Die politische Praxis der RS umfasste neben der Schulung der eigenen Mitglieder, sowie der Kolportage von Flugzetteln und der Arbeiter-Zeitung auch das Abhalten von Demonstrationen und Blitzkundgebungen, bei denen etwa rote Fahnen gehisst und Protest- und ArbeiterInnenlieder gesungen wurden. Eine weitere wichtige Möglichkeit zum kollektiven Protest gegen das austrofaschistische Regime waren Boykottaktionen. So wurde etwa der Wiedereintritt in die gleichgeschalteten, vormals sozialdemokratischen, Sportvereine massenhaft verweigert. Ebenso stieg als Resultat der Boykottmaßnahmen gegen die öffentlichen Verkehrsbetriebe der Gebrauch von Fahrrädern in den Städten zeitweise massiv an, während die Einnahmen der Verkehrsbetriebe merklich sanken.

Nach einer Verhaftungswelle Anfang 1935 bei der, neben zahlreichen anderen SozialdemokratInnen auch der Vorsitzende des Zentralkomitees der RS, Karl Hans Sailer verhaftet wurde, stieg der Kärntner Joseph Buttinger zum neuen Vorsitzenden der Partei auf. Auf sein Bestreben hin wurde die illegale Partei zur streng geschlossenen Kaderorganisation umgeformt, um sich der Aufmerksamkeit der Behörden besser entziehen zu können. Beim sogenannten Sozialistenprozess 1936 wurden 28 Führende Mitglieder der RS des Hochverrats angeklagt, unter ihnen Bruno Kreisky, Franz Jonas, Karl Hans Sailer und Maria Emhart. Für letztere beantragte die Anklage gar die Todesstrafe. Vor allem aufgrund von Interventionen aus dem Ausland fielen die Urteile vergleichsweise milde aus – dennoch kam es zur Verhängung von mehreren mehrmonatigen Haftstrafen.

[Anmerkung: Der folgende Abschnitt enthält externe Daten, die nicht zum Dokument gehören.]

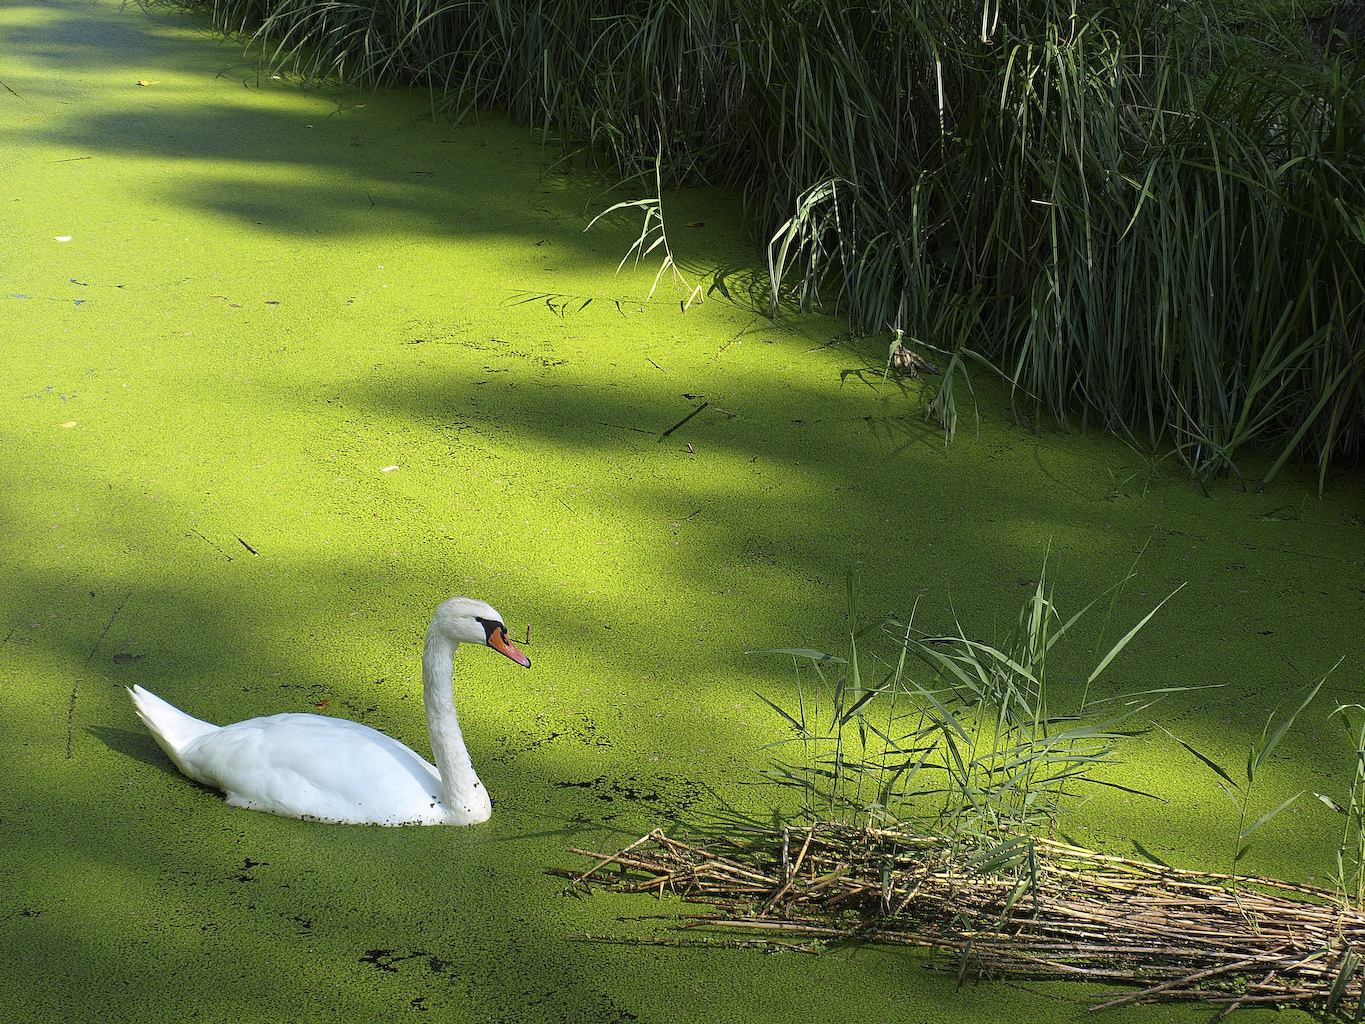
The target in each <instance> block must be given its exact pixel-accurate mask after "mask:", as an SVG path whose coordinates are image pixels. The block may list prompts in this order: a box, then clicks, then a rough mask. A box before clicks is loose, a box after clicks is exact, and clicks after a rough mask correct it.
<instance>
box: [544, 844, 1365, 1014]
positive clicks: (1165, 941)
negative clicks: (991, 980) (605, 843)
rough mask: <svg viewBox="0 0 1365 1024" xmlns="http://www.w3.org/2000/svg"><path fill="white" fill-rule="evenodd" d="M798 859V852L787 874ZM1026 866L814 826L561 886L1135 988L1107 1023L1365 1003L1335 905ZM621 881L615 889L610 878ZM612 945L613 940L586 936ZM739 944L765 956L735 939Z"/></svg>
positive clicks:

Bruno Kreisky nach seiner Verhaftung 1935, Polizeifoto (Foto: Stiftung Bruno Kreisky Archiv)

Gegen Ende des Jahres 1937 folgte eine weitere Verhaftungswelle durch die bereits von Nationalsozialisten durchsetzte Wiener Polizei, die beinahe den gesamten Parteiapparat der RS erfasste. Nachdem Bundeskanzler Kurt Schuschnigg am 12. Februar 1938 in Berchtesgaden de facto vor Hitler kapituliert hatte, versuchten die RS ihre Aktivitäten fortzusetzen, mussten sich jedoch dem nach dem „Anschluss“ stärker werdenden NS-Terror beugen und wurden 1938 aufgelöst. Es kam auch zur Denunziation von Parteimitgliedern an die Gestapo durch Spitzel, wie den ehemaligen Redakteur der Arbeiter-Zeitung Hans Pav. Buttinger konnte mit einigen FunktionärInnen nach Brüssel fliehen, wo sie die ALÖS und die RS zur Auslandsvertretung der österreichischen Sozialisten (AVOES) verschmolzen.

Weiterführende Literatur:

Otto Leichter, Zwischen zwei Diktaturen. Österreichs revolutionäre Sozialisten 1934-1938 (Wien, Frankfurt, Zürich 1968)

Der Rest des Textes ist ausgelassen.